Just as Perutz first encountered Pauling through one of his books, The Nature of the Chemical Bond, so too would Pauling’s last encounter with Perutz be through a book, Perutz’s Is Science Necessary? Pauling received the volume in 1991 as a gift from his friends and colleagues Emile and Jane Zuckerkandl. Pauling’s limited marginalia reveal his interest in the text’s discussions of cancer and aging research. Aged 90 and facing his own cancer diagnosis, Pauling was particularly drawn to Perutz’s review of François Jacob’s The Possible and the Actual which sought, but did not find, a “death mechanism” in spawning salmon. Pauling likewise highlighted the book’s suggestion that “like other scientific fantasies…the Fountain of Youth probably does not belong to the world of the possible.” And Pauling made note of particular individuals that he had known well, like John D. Bernal and David Harker. Pauling deciphered the latter’s identity from Perutz’s less-than-favorable anonymous portrayal.

Pauling also noted spots where Perutz wrote about him. While most of these references were positive and focused on topics like Pauling’s influence on Watson and Crick and his breakthroughs on protein structure, one in particular was not. Perhaps less cryptic than the reference to Harker, Perutz described how “one great American chemist now believes that massive doses of vitamin C prolong the lives of cancer patients,” following it with “even more dangerous are physicians who believe in cancer cures.”

While critical, Perutz really meant the “great” in his comment and he continued to repeat it elsewhere. After Pauling passed away in August 1994, Perutz told his sister Lotte that “many feel that he [Pauling] was the greatest chemist of this century” while also being “instrumental in the protests that led to Kennedy and Macmillan’s conclusion of Atmospheric Test ban.”  He reiterated this idea in the paragraph that concluded his obituary of Pauling, published in the October 1994 issue of Structural Biology.

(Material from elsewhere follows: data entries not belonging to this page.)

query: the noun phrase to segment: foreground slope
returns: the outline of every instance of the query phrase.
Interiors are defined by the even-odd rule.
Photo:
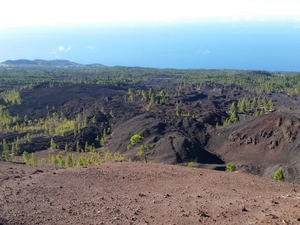
[[[300,186],[239,172],[143,163],[0,171],[0,224],[300,224]]]

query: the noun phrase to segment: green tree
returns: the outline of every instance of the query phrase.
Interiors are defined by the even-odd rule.
[[[230,106],[230,113],[233,114],[234,112],[237,112],[238,108],[235,102],[233,102]]]
[[[8,146],[6,140],[3,139],[3,141],[2,141],[2,158],[5,159],[7,162],[9,160],[9,154],[10,154],[9,146]]]
[[[23,159],[23,162],[24,163],[28,163],[29,161],[29,155],[28,155],[28,152],[24,151],[23,154],[22,154],[22,159]]]
[[[66,157],[66,167],[73,167],[73,161],[72,161],[72,157],[70,155],[67,155]]]
[[[56,149],[56,148],[57,148],[57,146],[56,146],[56,144],[55,144],[55,142],[54,142],[54,139],[53,139],[53,138],[51,138],[51,140],[50,140],[50,148],[51,148],[52,150],[54,150],[54,149]]]
[[[35,166],[37,164],[37,158],[35,157],[35,154],[32,152],[31,157],[29,159],[29,165]]]
[[[188,167],[191,167],[191,168],[195,167],[195,163],[194,162],[189,162]]]
[[[282,168],[279,168],[274,174],[274,180],[284,181]]]
[[[57,157],[51,156],[51,163],[53,164],[54,169],[56,169],[57,168],[57,164],[58,164]]]

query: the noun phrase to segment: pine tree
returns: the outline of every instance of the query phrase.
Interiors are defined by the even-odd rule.
[[[234,112],[237,112],[237,106],[235,104],[235,102],[233,102],[230,106],[230,113],[233,114]]]
[[[282,168],[279,168],[274,174],[274,180],[284,181]]]
[[[51,148],[52,150],[54,150],[54,149],[56,149],[56,148],[57,148],[57,146],[56,146],[56,144],[55,144],[55,142],[54,142],[54,139],[53,139],[53,138],[51,138],[51,140],[50,140],[50,148]]]
[[[66,167],[73,167],[73,161],[72,161],[72,157],[70,155],[67,155],[66,157]]]
[[[230,123],[235,123],[235,122],[239,121],[239,116],[236,111],[231,114],[229,121],[230,121]]]
[[[3,142],[2,142],[2,158],[5,159],[7,162],[9,160],[9,146],[6,142],[5,139],[3,139]]]

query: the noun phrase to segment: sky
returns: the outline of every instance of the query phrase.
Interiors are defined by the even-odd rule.
[[[287,16],[300,21],[299,8],[299,0],[9,0],[1,2],[0,28]]]
[[[299,0],[9,0],[0,62],[300,71]]]

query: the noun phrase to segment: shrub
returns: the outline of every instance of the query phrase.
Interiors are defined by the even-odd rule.
[[[194,162],[189,162],[189,163],[188,163],[188,167],[191,167],[191,168],[192,168],[192,167],[195,167],[195,163],[194,163]]]
[[[284,181],[283,170],[279,168],[274,174],[274,180]]]
[[[236,167],[234,163],[228,163],[226,165],[226,172],[234,172],[236,170]]]

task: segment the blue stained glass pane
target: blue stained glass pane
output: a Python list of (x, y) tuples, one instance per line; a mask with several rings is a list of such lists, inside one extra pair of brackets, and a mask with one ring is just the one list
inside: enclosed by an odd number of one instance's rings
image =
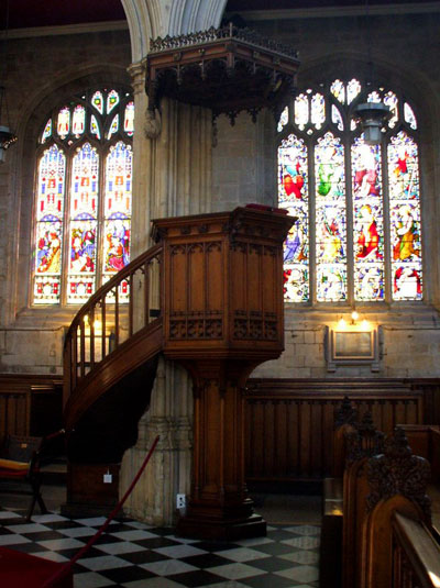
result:
[(288, 302), (309, 299), (307, 147), (295, 135), (278, 148), (278, 200), (297, 218), (284, 244), (284, 293)]

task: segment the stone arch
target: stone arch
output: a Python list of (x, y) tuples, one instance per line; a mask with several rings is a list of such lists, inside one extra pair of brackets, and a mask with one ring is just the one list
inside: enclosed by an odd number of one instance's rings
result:
[[(87, 87), (100, 84), (116, 84), (131, 86), (130, 76), (125, 68), (110, 64), (94, 64), (82, 68), (64, 70), (63, 75), (43, 85), (30, 96), (23, 115), (19, 121), (16, 134), (19, 149), (14, 153), (16, 169), (15, 185), (12, 187), (14, 200), (19, 203), (14, 207), (12, 222), (16, 226), (15, 234), (20, 233), (20, 241), (11, 243), (11, 249), (15, 256), (10, 265), (10, 288), (8, 299), (11, 301), (10, 320), (13, 320), (16, 311), (23, 312), (29, 306), (29, 280), (20, 279), (28, 276), (31, 264), (31, 238), (33, 222), (33, 198), (35, 181), (35, 155), (38, 133), (51, 111), (63, 100), (80, 92)], [(16, 237), (15, 237), (16, 238)], [(15, 263), (14, 263), (15, 262)], [(32, 311), (31, 311), (32, 312)], [(51, 309), (54, 321), (63, 321), (72, 312)]]
[(150, 38), (219, 26), (227, 0), (121, 0), (130, 29), (132, 62), (148, 52)]

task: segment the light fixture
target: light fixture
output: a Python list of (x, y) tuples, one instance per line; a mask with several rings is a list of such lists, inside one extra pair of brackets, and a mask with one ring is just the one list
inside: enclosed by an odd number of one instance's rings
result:
[(4, 163), (7, 148), (15, 141), (16, 136), (9, 127), (6, 88), (0, 86), (0, 164)]
[[(373, 84), (374, 71), (373, 62), (371, 57), (371, 22), (370, 22), (370, 5), (369, 0), (365, 0), (365, 16), (366, 16), (366, 43), (367, 57), (370, 66), (370, 84)], [(392, 112), (389, 107), (384, 102), (364, 102), (358, 104), (353, 109), (352, 118), (356, 123), (360, 123), (364, 134), (364, 142), (367, 145), (378, 145), (381, 143), (381, 133), (387, 120), (391, 119)]]
[(367, 145), (378, 145), (381, 143), (382, 127), (391, 115), (389, 107), (383, 102), (358, 104), (353, 111), (353, 118), (361, 123), (364, 141)]
[[(8, 42), (8, 29), (9, 29), (9, 0), (7, 2), (7, 19), (4, 26), (4, 37), (3, 37), (3, 71), (2, 79), (7, 77), (7, 42)], [(9, 112), (7, 103), (7, 89), (4, 86), (0, 86), (0, 164), (4, 163), (6, 151), (16, 141), (16, 135), (14, 135), (9, 127)]]

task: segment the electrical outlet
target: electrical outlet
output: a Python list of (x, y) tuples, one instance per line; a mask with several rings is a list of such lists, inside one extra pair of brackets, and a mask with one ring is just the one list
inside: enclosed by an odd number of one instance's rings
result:
[(184, 509), (186, 507), (186, 496), (185, 495), (177, 495), (176, 507), (178, 509)]

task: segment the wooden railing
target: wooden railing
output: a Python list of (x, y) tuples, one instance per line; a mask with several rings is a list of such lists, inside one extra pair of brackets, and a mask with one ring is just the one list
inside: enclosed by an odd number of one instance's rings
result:
[(67, 331), (64, 402), (98, 365), (161, 315), (162, 245), (155, 245), (91, 296)]
[(392, 588), (438, 588), (440, 547), (426, 524), (395, 513)]

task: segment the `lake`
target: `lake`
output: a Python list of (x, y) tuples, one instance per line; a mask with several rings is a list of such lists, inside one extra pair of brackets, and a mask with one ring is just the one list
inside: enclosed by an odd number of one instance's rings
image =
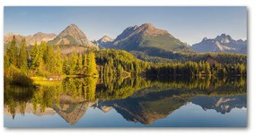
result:
[(4, 127), (247, 126), (247, 83), (242, 77), (45, 82), (4, 86)]

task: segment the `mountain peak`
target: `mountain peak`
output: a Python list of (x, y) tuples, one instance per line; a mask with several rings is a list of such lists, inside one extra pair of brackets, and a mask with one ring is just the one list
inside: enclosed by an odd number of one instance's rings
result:
[(205, 37), (202, 41), (207, 40), (208, 38)]
[(197, 52), (246, 53), (246, 41), (234, 40), (225, 33), (222, 33), (215, 38), (204, 38), (201, 42), (192, 45), (192, 49)]
[(154, 27), (154, 26), (152, 23), (144, 23), (141, 25), (141, 27), (146, 27), (146, 28)]
[(226, 35), (225, 33), (217, 36), (216, 39), (221, 43), (229, 43), (233, 40), (230, 35)]
[(113, 39), (106, 35), (98, 40), (99, 43), (105, 43), (105, 42), (110, 42), (110, 41), (113, 41)]
[(95, 47), (88, 40), (86, 35), (75, 23), (67, 26), (52, 41), (51, 44)]

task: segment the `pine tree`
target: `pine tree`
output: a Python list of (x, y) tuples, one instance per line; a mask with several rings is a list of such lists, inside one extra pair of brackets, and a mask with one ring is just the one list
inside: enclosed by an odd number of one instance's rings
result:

Pauling’s fundamental contributions to chemistry cover a tremendous range, and their influence on generations of young chemists was enormous.  In the years between 1930 and 1940 he helped to transform chemistry from a largely phenomenological subject to one based firmly on structure and quantum mechanical principles.  In later years the valence bond and resonance theories which formed the theoretical backbone of Paulings work were supplemented by R. S. Mullikens’ molecular orbital theory, which provided a deeper understanding of chemical bonding….Nevertheless resonance and hybridization have remained part of the everyday vocabulary of chemists and are still used, for example, to explain the planarity of the peptide bond.  Many of us regard Pauling as the greatest chemist of the century.